Looking Back: A Chronicle of Growing Up Old in the Sixties by Joyce Maynard
Looking Back: A Chronicle of Growing Up Old in the Sixties by Joyce Maynard. Avon Books. 186 pages. 1972
Beginning the book review/discussion portion of Project 1968 with Joyce Maynard’s book feels natural. After all, like Janine, Joyce was a self-aware young woman writing about her time. Her observations of life, from 1953 to 1973 cut against the grain of popular thought.
For example, on smoking pot:
“The psychological releases that supposedly come from the use of dope – the heightened perceptions, new sounds, (“You haven’t really heard Beethoven until you’ve listened to him stoned”), the “far-out” colors – they all seem too easily come by to be deserved, to be true. It’s unacceptable to me that mental and spiritual “enlightenment may be bought for the price of an ounce of marijuana, and that a simple physical act like lighting up a joint and inhaling (no skill required there) should equip one to listen to the Ninth Symphony with a richness and amplitude that Beethoven himself never enjoyed.” (pp. 135)
On feminism:
“I do not feel inferior or unliberated, and while I recognize that there are women who do, women (for whom the movement does a great service) whose image of themselves needs to be changed, and that even those of us who feel equal to men may not get the equal treatment, the truth is that the methods of the feminist movement turn me off.” (pp 150)
I can’t imagine that these views made Maynard the most popular girl on campus. Nonetheless, she wields words with breathtaking integrity. I have no doubt that even back in the early ‘70s, there was a group of women her age who were caught between angry radicals and the Silent Majority. Rather than being caught up in the cultural zeitgeist, Maynard and others sought to make a path uniquely their own.
When I first discovered "Looking Back" at the book dealer, I held off buying it. The only thing I knew about Maynard was the J.D. Salinger thing: Around the time she was writing "Looking Back," Salinger took her under his wing and they became lovers. She was 19 at the time, and an already an accomplished writer.
But that’s not the reason for my initial hesitation. There’s a strain that runs through the “wise youth perspective” paperbacks from the 1960s, that of the tired know-it-all. Maynard’s book, in fact, is subtitled: “A Chronicle of Growing Up Old in the Sixties.” Being tired of the “arrogant youth” paradigm, I stared at that book for several months during my visits to the book dealer. Finally giving in to curiosity, or maybe it was just my own sense of wanting to be thorough, I bought the book.
I was pleasantly surprised.
The quality of her writing is astounding, as well as the depth through which she looked at her life.
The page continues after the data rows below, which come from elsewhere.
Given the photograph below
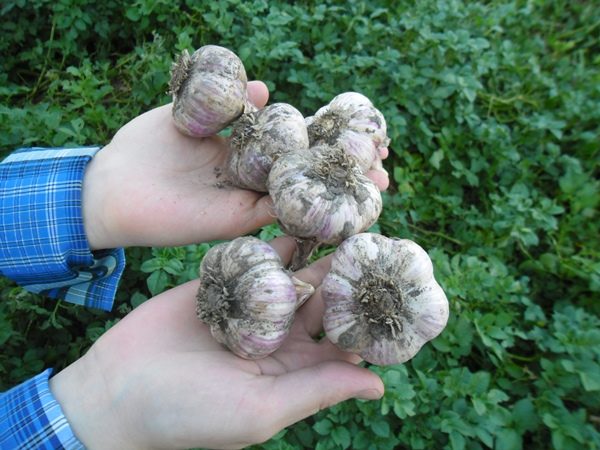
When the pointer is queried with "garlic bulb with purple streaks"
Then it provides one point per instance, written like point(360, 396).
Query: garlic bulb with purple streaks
point(351, 122)
point(247, 298)
point(209, 90)
point(381, 299)
point(321, 196)
point(260, 137)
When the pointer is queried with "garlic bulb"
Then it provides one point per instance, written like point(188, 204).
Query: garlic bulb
point(381, 299)
point(260, 137)
point(352, 122)
point(209, 90)
point(247, 298)
point(321, 195)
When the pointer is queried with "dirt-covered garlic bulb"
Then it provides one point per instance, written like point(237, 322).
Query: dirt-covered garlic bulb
point(321, 196)
point(381, 299)
point(247, 298)
point(352, 122)
point(209, 90)
point(260, 137)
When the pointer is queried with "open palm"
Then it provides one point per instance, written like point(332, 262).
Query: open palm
point(167, 383)
point(153, 186)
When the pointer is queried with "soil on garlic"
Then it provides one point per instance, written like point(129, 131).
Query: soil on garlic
point(327, 128)
point(217, 304)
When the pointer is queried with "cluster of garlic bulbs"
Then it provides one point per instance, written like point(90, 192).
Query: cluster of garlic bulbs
point(382, 301)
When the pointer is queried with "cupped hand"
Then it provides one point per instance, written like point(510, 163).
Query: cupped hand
point(158, 379)
point(154, 186)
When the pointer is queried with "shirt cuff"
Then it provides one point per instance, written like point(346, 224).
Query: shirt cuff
point(30, 417)
point(44, 247)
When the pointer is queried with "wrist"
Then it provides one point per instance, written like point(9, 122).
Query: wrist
point(93, 206)
point(85, 401)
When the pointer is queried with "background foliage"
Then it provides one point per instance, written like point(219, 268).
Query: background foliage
point(493, 108)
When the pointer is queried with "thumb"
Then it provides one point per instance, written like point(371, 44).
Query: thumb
point(304, 392)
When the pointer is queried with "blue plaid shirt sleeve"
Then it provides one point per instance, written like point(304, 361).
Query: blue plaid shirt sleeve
point(43, 246)
point(31, 418)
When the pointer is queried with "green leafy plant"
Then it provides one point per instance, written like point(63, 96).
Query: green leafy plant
point(492, 109)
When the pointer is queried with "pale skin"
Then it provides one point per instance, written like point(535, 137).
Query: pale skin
point(158, 379)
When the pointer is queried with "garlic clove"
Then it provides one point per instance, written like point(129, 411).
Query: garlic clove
point(351, 122)
point(321, 194)
point(209, 90)
point(381, 299)
point(246, 297)
point(260, 137)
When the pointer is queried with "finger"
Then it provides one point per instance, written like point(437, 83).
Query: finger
point(256, 210)
point(302, 393)
point(384, 153)
point(258, 93)
point(380, 178)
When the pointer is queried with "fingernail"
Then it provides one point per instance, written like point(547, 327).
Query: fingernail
point(369, 394)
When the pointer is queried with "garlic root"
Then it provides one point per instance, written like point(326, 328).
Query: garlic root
point(351, 122)
point(321, 196)
point(259, 138)
point(209, 90)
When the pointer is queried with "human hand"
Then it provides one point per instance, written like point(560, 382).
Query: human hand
point(158, 379)
point(154, 186)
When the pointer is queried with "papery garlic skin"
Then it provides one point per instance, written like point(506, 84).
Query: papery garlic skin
point(260, 137)
point(321, 194)
point(382, 301)
point(208, 89)
point(352, 122)
point(246, 297)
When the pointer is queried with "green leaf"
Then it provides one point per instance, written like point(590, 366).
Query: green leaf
point(525, 417)
point(323, 427)
point(157, 282)
point(341, 437)
point(381, 428)
point(436, 158)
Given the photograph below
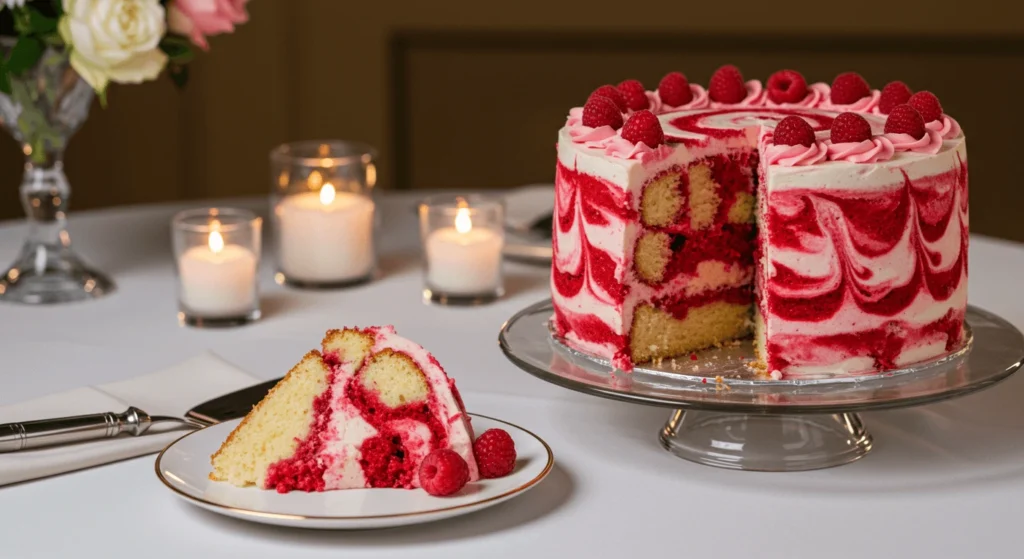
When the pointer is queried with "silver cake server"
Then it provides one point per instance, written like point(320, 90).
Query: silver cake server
point(53, 432)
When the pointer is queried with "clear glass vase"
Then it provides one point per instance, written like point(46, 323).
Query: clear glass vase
point(47, 104)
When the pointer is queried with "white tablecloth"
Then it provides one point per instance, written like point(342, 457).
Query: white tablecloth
point(944, 480)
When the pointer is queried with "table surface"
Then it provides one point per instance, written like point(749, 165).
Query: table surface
point(944, 480)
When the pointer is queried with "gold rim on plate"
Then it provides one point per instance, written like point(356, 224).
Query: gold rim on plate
point(278, 516)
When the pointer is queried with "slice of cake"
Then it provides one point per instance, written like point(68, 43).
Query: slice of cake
point(361, 413)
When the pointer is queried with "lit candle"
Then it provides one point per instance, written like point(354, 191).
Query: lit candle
point(218, 280)
point(326, 235)
point(464, 259)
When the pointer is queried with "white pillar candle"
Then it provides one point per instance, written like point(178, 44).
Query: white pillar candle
point(218, 280)
point(464, 260)
point(326, 237)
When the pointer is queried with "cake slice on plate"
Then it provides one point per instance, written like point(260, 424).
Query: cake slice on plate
point(361, 413)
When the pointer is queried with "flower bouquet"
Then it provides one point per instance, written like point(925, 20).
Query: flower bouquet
point(55, 55)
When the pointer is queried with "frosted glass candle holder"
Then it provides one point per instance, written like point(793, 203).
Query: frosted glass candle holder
point(217, 252)
point(324, 213)
point(463, 238)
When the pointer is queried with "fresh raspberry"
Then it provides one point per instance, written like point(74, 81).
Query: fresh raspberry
point(850, 127)
point(849, 88)
point(443, 472)
point(794, 131)
point(727, 85)
point(904, 119)
point(643, 126)
point(892, 94)
point(601, 112)
point(495, 452)
point(635, 94)
point(786, 86)
point(610, 92)
point(928, 104)
point(674, 89)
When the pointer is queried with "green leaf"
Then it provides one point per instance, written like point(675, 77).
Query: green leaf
point(177, 48)
point(39, 23)
point(179, 74)
point(25, 54)
point(4, 78)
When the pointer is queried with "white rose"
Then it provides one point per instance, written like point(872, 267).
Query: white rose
point(114, 40)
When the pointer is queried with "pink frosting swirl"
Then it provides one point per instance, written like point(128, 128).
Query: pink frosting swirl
point(863, 104)
point(699, 100)
point(817, 93)
point(869, 151)
point(931, 142)
point(796, 156)
point(607, 139)
point(945, 126)
point(756, 96)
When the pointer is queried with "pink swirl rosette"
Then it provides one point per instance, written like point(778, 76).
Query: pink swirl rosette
point(756, 96)
point(931, 142)
point(945, 126)
point(817, 93)
point(796, 156)
point(875, 149)
point(699, 100)
point(607, 139)
point(863, 104)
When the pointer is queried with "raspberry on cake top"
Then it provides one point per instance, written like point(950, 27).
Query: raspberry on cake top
point(832, 219)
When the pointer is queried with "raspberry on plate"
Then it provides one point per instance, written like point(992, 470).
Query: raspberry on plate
point(850, 127)
point(786, 86)
point(905, 120)
point(635, 94)
point(643, 126)
point(443, 472)
point(610, 92)
point(495, 453)
point(848, 88)
point(601, 111)
point(794, 131)
point(928, 104)
point(675, 90)
point(892, 94)
point(727, 85)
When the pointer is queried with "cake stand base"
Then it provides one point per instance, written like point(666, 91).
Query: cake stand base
point(765, 442)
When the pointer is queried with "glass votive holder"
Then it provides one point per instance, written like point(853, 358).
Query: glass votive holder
point(324, 213)
point(463, 238)
point(217, 252)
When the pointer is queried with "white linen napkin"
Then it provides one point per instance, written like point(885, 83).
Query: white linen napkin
point(525, 206)
point(169, 392)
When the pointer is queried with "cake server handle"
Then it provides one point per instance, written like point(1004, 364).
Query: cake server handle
point(53, 432)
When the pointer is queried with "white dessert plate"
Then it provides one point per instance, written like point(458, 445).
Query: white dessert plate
point(184, 466)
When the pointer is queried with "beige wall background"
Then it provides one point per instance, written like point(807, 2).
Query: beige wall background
point(469, 94)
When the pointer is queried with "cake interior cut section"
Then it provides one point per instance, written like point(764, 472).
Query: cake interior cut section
point(367, 410)
point(836, 267)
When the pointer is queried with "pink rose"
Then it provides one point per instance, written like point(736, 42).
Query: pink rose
point(197, 18)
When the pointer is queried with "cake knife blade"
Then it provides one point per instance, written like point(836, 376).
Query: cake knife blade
point(230, 405)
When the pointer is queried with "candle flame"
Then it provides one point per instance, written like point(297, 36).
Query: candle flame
point(463, 223)
point(327, 194)
point(216, 242)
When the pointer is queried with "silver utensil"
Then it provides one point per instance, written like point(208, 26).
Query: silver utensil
point(53, 432)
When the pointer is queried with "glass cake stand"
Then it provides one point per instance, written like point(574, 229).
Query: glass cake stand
point(726, 415)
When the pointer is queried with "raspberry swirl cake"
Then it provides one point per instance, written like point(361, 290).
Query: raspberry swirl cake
point(365, 412)
point(829, 219)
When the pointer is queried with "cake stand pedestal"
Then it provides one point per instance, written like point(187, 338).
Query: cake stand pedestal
point(725, 415)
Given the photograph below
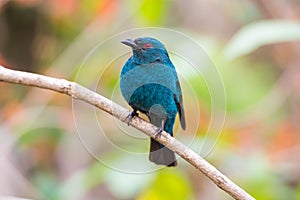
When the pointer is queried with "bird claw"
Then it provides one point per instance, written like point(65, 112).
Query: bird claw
point(158, 132)
point(130, 116)
point(160, 129)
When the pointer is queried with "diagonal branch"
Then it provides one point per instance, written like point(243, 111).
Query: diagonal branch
point(79, 92)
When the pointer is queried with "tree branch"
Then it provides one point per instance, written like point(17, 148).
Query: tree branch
point(79, 92)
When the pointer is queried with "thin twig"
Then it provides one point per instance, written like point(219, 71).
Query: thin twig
point(81, 93)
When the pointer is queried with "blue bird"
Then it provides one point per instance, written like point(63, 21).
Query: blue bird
point(149, 84)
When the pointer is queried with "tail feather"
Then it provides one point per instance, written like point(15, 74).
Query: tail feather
point(161, 155)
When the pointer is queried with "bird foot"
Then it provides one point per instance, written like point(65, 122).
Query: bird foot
point(160, 129)
point(130, 116)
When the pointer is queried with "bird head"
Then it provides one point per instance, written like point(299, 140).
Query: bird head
point(147, 50)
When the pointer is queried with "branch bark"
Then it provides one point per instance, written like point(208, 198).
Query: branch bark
point(79, 92)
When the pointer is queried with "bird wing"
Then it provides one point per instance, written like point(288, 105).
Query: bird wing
point(179, 104)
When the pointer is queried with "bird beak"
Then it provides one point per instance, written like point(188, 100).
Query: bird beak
point(131, 43)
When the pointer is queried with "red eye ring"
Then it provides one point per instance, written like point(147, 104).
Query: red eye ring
point(148, 45)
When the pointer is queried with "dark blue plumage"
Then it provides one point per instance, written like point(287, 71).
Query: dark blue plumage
point(149, 84)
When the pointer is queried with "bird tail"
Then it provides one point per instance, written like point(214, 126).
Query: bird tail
point(161, 155)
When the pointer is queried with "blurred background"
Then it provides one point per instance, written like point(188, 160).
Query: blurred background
point(255, 46)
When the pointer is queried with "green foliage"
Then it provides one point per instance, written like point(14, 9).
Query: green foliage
point(260, 33)
point(169, 184)
point(49, 134)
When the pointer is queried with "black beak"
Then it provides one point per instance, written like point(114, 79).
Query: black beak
point(131, 43)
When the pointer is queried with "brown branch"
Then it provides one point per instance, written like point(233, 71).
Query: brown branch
point(79, 92)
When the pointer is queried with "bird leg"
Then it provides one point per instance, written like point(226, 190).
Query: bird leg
point(131, 115)
point(160, 129)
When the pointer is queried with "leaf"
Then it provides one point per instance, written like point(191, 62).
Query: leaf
point(261, 33)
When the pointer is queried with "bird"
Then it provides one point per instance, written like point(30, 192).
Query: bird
point(150, 85)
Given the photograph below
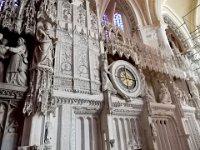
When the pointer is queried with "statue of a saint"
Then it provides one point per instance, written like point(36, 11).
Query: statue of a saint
point(164, 95)
point(2, 115)
point(48, 132)
point(17, 69)
point(106, 83)
point(44, 51)
point(3, 50)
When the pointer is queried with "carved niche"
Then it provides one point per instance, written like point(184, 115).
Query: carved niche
point(16, 71)
point(67, 12)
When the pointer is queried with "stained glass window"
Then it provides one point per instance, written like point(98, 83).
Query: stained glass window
point(118, 20)
point(105, 18)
While other personal statements from the time period reek of egotism, her lens is free from such entanglements.
The other striking quality is how well the book stands over time. Her thoughts about society, relationships and even drugs are still valid today. In fact, I would say that the Joyce Maynard who wrote this book might have more in common with today’s teens than she did with her own generation.
There have been times since reading the book when I’ve wondered what it was that made me hesitate to buy it. Did I dismiss it because I thought the views of a 19-year-old girl would be shallow? Did I wonder what the girl on the cover could possibly know about life?
I can’t deny it. I’ve long subscribed to the same view that Maynard exposed in the book: I didn’t want to be the angry feminist, the one who constantly talked about how women were viewed as lacking depth. Since the ‘90s, I’ve viewed feminists with caution. Their tireless defense of Clinton during the Monica Lewinsky matter reeked of hypocrisy. Very few took the time to identify with Lewinsky, except to express disgust for the media creation she became.
In the late ‘90s, Maynard was viciously castigated for auctioning off love letters sent to her by J.D. Salinger. Comparing her with Lewinski, Maureen Dowd attacked both in print for “living off the blood of old lovers.”
Harsh criticism, perhaps. But I get the feeling that someday down the road, the late ‘90s will be viewed as the unfortunate time when women sold out other women in the name of liberalism.